Таким же русским чудо-человеком представляется и герой повести Александра Солженицына «Один день Ивана Денисовича», воевавший на летописной реке Ловать, а затем очутившийся за колючей проволокой бытия, в лагерной преисподней. Перед нами предстает тот же Алеша Попович, тот же Василий Теркин, только в другой экстремальной ситуации – как бы «на том свете». Наш герой также никогда не ходит прямоезжей дорогой. Он жив той хитростью-премудростью, что заставляет идти в обход – припрятывать хлебную пайку в матрас или тайком добывать толь для обогрева. Он и на воле собирается жить в обход – красить под трафарет ковры, где тройка в красивой упряжи везет некоего богатыря. Причина, по которой Шухов так действует, заключается в том, что «прямую дорогу людям загородили» – загородили новые богоборческие властители, умело использующие противоречия русского религиозного сознания в своих целях. Но прямолинейная сила Ильи Муромца или Добрыни Никитича здесь уже ни к чему: «упрешься – переломишься».

Шухов исповедует те же нравственные принципы, что и Василий Теркин – нельзя выжить, впадая в грех уныния и бесчестия. Поэтому он придерживается строгого правила : никогда «не лизать миски», никогда не унижаться, не коленопреклоняться. И даже о вере своей, древней славянской, он говорит с улыбкой и редким достоинством. Его Бог напоминает огненного Перуна («как громыхнет – пойди не поверь»), который крошит убывающий месяц на звезды.

Василий Теркин и Иван Шухов – центральные образы русской литературы, демонстрирующие способность уцелеть в страшной круговерти минувшего столетия. Ни отважный казак Михаила Шолохова, ни мудрый мастер Михаила Булгакова не имеют подобной перспективы – они обречены на смерть. Жизнестойкость Теркина и Шухова определяется своеобразными чертами национального характера, что присущи эпическому герою Алеше Поповичу – веселость, находчивость и смелость, не чуждая осторожности. Основу их миросозерцания составляет древняя языческая вера с культами Матери-Земли и Отца – небесного громовержца. И здесь главную роль играет волшебная наука волхвов – та самая хитрость-премудрость выживания, то самое умение оборачиваться и затаиваться до поры, до времени.

Общепринятая легенда о трех богатырях появляется накануне той катастрофы 1917 года, которая раскалывает пополам ядро русской цивилизации.
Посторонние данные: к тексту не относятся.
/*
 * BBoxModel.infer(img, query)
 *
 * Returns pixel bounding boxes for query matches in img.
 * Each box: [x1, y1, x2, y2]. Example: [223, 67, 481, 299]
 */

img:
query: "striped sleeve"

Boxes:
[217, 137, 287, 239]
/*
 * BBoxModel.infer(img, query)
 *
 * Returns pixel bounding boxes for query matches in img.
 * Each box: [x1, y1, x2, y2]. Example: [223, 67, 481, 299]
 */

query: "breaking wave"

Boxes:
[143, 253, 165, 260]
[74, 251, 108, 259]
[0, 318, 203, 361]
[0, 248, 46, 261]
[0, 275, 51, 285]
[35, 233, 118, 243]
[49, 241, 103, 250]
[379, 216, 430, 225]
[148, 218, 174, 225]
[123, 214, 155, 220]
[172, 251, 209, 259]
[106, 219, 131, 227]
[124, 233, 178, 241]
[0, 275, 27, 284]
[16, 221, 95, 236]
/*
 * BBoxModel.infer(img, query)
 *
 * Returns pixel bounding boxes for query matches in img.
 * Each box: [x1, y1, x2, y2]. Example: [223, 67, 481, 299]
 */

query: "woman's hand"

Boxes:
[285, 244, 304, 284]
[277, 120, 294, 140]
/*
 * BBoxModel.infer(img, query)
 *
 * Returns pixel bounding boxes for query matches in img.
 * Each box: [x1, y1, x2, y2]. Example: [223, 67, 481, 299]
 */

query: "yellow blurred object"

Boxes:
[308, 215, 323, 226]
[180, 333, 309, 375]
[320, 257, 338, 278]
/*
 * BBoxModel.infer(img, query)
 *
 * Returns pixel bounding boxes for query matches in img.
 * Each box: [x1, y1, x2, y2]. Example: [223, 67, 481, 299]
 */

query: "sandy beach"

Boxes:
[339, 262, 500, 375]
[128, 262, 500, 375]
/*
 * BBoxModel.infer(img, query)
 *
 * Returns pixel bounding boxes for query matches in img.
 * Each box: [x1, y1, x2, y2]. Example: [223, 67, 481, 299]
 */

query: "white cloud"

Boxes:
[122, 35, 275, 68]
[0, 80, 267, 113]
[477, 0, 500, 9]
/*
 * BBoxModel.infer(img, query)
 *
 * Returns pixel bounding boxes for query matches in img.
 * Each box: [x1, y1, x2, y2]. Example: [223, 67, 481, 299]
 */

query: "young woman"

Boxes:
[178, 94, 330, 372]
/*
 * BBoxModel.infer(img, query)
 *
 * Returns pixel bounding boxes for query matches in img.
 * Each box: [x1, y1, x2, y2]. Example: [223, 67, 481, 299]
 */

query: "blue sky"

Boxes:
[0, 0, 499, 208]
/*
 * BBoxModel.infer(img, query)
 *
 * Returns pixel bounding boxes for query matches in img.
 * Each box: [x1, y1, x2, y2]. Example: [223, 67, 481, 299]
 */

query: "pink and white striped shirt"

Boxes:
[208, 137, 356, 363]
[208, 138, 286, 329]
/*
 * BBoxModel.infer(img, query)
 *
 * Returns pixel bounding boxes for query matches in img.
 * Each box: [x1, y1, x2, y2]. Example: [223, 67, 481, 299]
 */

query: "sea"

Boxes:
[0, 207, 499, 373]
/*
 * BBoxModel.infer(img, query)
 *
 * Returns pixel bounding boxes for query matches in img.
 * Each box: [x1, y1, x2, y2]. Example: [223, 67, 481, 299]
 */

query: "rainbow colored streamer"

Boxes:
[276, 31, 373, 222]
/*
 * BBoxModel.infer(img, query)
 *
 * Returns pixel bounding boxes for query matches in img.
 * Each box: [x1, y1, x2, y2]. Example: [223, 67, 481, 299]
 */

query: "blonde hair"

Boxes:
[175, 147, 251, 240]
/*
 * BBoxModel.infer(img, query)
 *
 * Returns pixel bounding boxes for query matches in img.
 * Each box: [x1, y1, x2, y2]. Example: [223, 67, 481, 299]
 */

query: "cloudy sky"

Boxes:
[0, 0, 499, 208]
По большому счету, это Алеша Попович как носитель стародавней народной веры выступает против Ильи Муромца и Добрыни Никитича, которые олицетворяют официальную религиозную и светскую власть. И последующее низвержение с пьедестала конной статуи Александра III, и повсеместное разрушение православных святынь, на мой взгляд, объясняется той двойственностью, той противоречивостью, что лежит в основе цивилизации, созданной на славянской земле усилиями варягорусов. Двойной чужеземный гнет запечатлелся в народной памяти на долгую тысячу лет, и ее современная стихийная реакция потрясла самые основы бытия.

* * *

Милый друг Змей Горыныч

О русском Эросе

I

Русский Эрос не знает свободы. Закованный в тысячелетние латы морализма, он боится небесного света. Он изгоняется из святого храма, от венчальной свечи, от царственных диадем. Ему приходится таиться под тяжелым камнем греха, греться у тусклого огня подземелья, подкарауливать свою жертву за случайным углом темноты.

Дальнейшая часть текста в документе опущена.